Anthony Edward Stark abrió sus ojos con un enorme bostezo, fastidiado del viaje en el carruaje luego de usar el tren. Realmente no quería decepcionar a su señor padre, cerrando él mismo aquel contrato con los excavadores cuando por todos lados se susurraba de una próxima guerra. Siendo un nativo del Norte, no podía descartar aquello, pero se mantenía optimista en que el Sur no se levantaría en contra del gobierno. Era risible. Pero las diferencias estaban haciéndose cada vez mayores entre los estados cercanos a Canadá y aquellos fronterizos con México que, dicho sea de paso, tampoco estaba en buenos términos internos. Todo mundo parecía deseoso de pelear por unos títulos de tierra, de poder, de beneficios.
Había alquilado una casa, que por alguna extraña razón solamente había podido conseguir cerca de los campos de algodón, una de actividades más fuertes del Sur. En su natal Nueva York todo era más industrial, gozando de las maravillas que aparecían provenientes de varios rincones del mundo, particularmente de Francia, Inglaterra y de Alemania. La Revolución Industrial los estaba llevando a un nuevo mundo, pero ahí, en esas tierras a las que entraba con un calor infernal, todo parecía haberse congelado en el siglo pasado. Esclavos sin derechos, mujeres siendo humilladas, la religión tomando el control de las decisiones de los ciudadanos. Y ahora se había metido a la boca del lobo solamente para que el hombre de alta sociedad conocido como Howard Stark, su padre, dejara de recriminarle el gastarse la fortuna familiar en inventos que nadie quería.

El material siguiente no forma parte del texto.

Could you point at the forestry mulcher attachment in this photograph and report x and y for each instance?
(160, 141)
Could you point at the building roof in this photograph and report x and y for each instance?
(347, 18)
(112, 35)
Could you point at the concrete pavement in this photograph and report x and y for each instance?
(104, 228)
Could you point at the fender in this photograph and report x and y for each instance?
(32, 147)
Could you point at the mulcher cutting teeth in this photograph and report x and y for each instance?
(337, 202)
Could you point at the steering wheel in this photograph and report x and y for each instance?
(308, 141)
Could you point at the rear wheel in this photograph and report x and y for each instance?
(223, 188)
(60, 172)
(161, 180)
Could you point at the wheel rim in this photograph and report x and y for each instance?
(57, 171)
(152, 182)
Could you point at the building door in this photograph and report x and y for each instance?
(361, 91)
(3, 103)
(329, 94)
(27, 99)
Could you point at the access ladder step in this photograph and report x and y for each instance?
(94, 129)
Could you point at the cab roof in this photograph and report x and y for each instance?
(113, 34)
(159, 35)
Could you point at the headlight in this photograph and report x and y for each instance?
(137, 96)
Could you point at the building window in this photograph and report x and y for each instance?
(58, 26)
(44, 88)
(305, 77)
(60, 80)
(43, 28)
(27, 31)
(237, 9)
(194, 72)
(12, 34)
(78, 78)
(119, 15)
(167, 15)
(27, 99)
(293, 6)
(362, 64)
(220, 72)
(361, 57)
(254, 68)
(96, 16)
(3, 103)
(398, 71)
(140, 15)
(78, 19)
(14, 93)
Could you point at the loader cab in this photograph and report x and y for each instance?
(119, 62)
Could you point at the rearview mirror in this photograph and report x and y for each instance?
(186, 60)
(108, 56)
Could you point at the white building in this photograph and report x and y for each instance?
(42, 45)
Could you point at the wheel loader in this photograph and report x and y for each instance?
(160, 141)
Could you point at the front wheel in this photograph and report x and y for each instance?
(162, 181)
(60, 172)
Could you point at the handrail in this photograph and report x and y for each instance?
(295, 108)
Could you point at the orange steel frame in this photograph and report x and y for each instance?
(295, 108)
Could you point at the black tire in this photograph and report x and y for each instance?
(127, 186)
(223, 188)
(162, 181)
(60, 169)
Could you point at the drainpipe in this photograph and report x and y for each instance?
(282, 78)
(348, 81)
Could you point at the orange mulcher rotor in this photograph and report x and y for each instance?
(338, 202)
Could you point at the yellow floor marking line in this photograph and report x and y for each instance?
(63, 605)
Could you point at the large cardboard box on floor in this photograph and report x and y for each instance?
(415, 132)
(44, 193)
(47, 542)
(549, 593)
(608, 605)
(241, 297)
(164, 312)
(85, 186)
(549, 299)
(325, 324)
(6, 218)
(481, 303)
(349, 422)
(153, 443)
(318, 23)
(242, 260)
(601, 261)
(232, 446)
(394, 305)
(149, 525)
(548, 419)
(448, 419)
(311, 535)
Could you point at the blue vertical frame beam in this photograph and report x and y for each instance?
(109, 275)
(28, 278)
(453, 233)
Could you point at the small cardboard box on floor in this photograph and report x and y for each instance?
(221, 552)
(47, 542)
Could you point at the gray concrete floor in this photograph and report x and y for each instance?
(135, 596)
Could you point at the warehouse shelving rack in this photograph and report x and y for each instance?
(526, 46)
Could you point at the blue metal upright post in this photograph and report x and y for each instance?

-Hemos llegado, Lord Stark.
Quiso corregir al chofer en cuanto al título, pero recordó los consejos de su tía Margaret de no olvidar que en el Sur todavía se creían siervos de la corona inglesa y que así se comportaban. Tampoco debía agradecer a los sirvientes, era mal visto. Eso le iba a volver loco. Bajó, sacando un pañuelo con que limpiarse el sudor, notando que su traje gris claro estaba maltratado por el clima tropical de Misisipi. Todo un fastidio, se dijo para sí, tomando su sombrero y bastón del asiento contrario al suyo dentro del carruaje para echar a andar hacia lo que sería su casa por las breves semanas que ahí estuviera. Era de tres plantas con una arquitectura neoclásica muy pulcra, casi toda de blanco con pequeños detalles en color verde menta. Muy discreta, aunque algo alejada de las mansiones de sus clientes. Sospechó que el ser del Norte lo había enviado lejos pero no haría caso a esos desdenes de algodoneros religiosos esclavistas.
-Lord Stark, soy Munroe, su ama de llaves -se presentó una madura y rolliza mujer de color, haciendo una reverencia sin mirarle, ataviada en esos trajes de servidumbre blancos de telas delgadas con una pañoleta roja cubriendo sus ensortijados cabellos negros.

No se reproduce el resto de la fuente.